Hal inilah yang memicu terbentuknya gerakan-gerakan feminis dengan wacana kesetaraan gender. Ideologi pembangunan yang dalam prosesnya bersifat maskulin telah menciptakan sistem perekonomian dan wacana pembangunan yang dalam prosesnya menempatkan perempuan pada posisi subordinat. Sebetulnya, bayangan pergerakan feminisme di Indonesia dapat kita temukan pada perjuangan R. A. Kartini yang membuat perempuan diberikan hak untuk menempuh pendidikan yang setara dengan laki-laki.

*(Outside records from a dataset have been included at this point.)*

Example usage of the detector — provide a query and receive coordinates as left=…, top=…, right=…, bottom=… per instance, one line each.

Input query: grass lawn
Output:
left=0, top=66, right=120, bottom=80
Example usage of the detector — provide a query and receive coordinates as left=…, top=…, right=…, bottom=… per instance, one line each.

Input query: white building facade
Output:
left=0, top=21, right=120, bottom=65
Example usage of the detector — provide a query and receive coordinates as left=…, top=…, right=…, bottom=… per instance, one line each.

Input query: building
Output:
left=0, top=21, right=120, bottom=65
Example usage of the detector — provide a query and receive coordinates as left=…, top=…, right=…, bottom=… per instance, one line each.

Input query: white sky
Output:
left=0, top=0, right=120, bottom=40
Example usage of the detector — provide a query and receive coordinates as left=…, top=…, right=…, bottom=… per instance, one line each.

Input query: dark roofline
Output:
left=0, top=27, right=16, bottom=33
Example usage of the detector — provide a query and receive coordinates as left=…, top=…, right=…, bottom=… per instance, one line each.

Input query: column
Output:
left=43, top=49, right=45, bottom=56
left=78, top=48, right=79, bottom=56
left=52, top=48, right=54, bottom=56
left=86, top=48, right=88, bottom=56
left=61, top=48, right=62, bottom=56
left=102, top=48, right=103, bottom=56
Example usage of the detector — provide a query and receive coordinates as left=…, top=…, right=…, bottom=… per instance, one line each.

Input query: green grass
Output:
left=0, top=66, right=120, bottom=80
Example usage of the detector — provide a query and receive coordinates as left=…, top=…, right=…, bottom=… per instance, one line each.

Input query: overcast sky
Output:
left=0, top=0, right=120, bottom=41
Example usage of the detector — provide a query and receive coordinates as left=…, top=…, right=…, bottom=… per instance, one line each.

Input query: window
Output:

Karena pada masanya, hanya perempuan tertentulah yang dapat menempuh pendidikan.
Namun, kritik pun datang dari berbagai kalangan dalam pergerakan feminisme Kartini, karena sebagian besar ide-idenya untuk mengangkat derajat perempuan hanya dituangkan dalam tulisan-tulisan tanpa adanya tindakan nyata. Kartini hanya membuat sekolah kecil khusus perempuan, dan dianggap masih terlalu kecil sebagai pelopor gerakan feminisme di Indonesia
Tetapi, kobaran semangat yang dimiliki oleh Kartini yang menuntut persamaan hak dan derajat antara perempuan dan laki-laki tidak dapat dipungkiri merupakan sesuatu yang pada masanya belum dimiliki perempuan manapun. Oleh karena itu, gelar pelopor memang sudah sepantasnya disandang oleh Kartini, karena ialah yang mengawali pemikiran masyarakat di mana manusia tidak lagi dibedakan berdasarkan gender—sementara pada saat yang sama masih banyak perempuan yang diperlakukan dengan lebih buruk karena terlahir sebagai perempuan.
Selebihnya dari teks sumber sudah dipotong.